Thursday, 18 August 2011

Unusual punishments

I'm not going to sign that petition, and thought I'd write down three reasons why. First, to deliver criminal sanctions through our welfare system would weaken our criminal justice system. We want judges to award, and criminals to suffer, just punishments. However the petitioned sanctions undermine this ideal. If a judge awarded a just punishment, the addition of the sanctions would make the punishment suffered excessive (unjust). That is, for justice to be done, we'd have to ask judges to treat rioters who claim benefits leniently: not quite what the petition intends.

Second, the petitioned sanctions victimise poorer people. I don't choose the comparative out of delicacy: the poorer you are, the worse you're to be punished. If I stole a pair of trainers in the riots, but earn a living wage so that the only welfare payment I regularly claim is child benefit, my punishment diverges wildly from that of my unemployed neighbour, who committed the same crime but regularly claims housing benefit and jobseeker's allowance. (To be clear: he is reduced to a homeless beggar.) Why? Is this enlightenment? Is this justice?

My neighbour's fate suggests a third, practical reason. After punishment, another general goal of criminal sanctions is the deterrence of future crime, but those petitioned seem in effect to promote it. We should remember they're meant to apply to rioters who aren't sent to prison, who remain at liberty. This must be so or the petition would be pointless: prisoners obviously can't claim many benefits (jobseeker's allowance, housing benefit, cold weather payments and so on).

And the petition certainly has people like my neighbour in mind: its sanctions apply to 'those who have ... shown a disregard for the country that provides for them.' This is a rhetorical way of talking about people who depend on welfare. To get to the point: if a rioter who depends on benefits has them withdrawn, he has to get the things he needs to live in ways other than paying for them. A few obvious ones apart from begging are theft, robbery, and burglary.

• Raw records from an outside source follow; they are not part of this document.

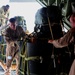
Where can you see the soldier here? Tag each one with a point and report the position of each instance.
(68, 38)
(12, 34)
(4, 14)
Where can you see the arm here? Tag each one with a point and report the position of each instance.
(63, 41)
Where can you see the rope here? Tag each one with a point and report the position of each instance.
(52, 39)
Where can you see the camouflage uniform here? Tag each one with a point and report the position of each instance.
(11, 37)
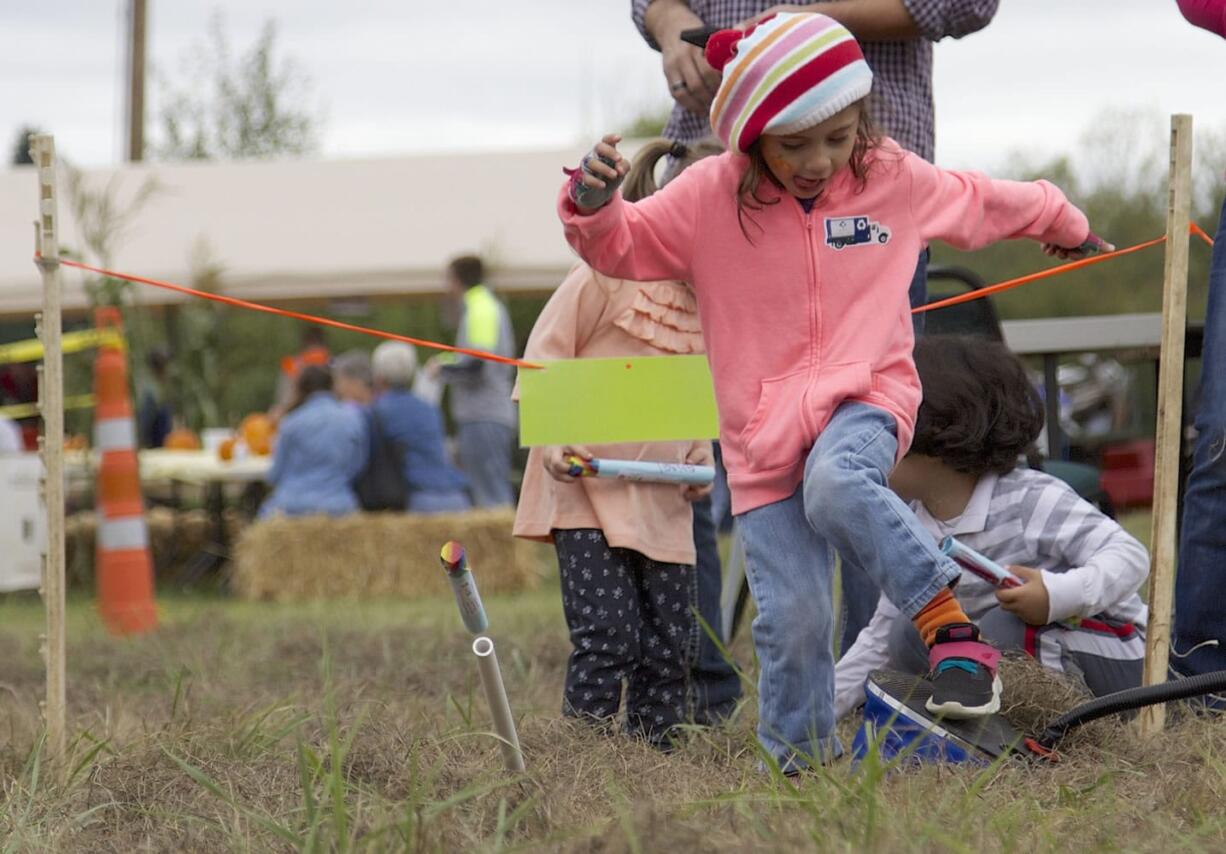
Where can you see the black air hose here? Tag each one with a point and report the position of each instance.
(1130, 700)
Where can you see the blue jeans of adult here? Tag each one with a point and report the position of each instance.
(714, 681)
(1200, 583)
(428, 504)
(842, 505)
(486, 452)
(860, 593)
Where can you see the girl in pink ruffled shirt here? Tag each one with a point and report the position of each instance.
(625, 550)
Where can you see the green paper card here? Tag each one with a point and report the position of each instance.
(600, 401)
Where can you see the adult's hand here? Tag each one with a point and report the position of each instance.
(690, 81)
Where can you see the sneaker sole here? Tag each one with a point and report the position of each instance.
(955, 711)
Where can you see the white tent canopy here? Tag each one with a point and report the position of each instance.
(297, 229)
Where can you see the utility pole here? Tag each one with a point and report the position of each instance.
(137, 17)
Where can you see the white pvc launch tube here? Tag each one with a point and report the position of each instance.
(499, 710)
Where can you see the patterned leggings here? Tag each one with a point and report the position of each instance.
(630, 620)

I feel like a lot could be said about the mindset that, confronted with last week's appalling riots, conceives this petition as a relevant answer. (I don't mean all the signatories too. It's an angry, urgent time.) But this won't be the place.

I'll just add that I'm not going to sign the other petition either. As a political move, I think it harms its cause. Never mind that it starts off like a landlord's notice ('Tenants MUST keep a DEAD BADGER in the sink at all times').*

* Notice borrowed from Alexei Sayle.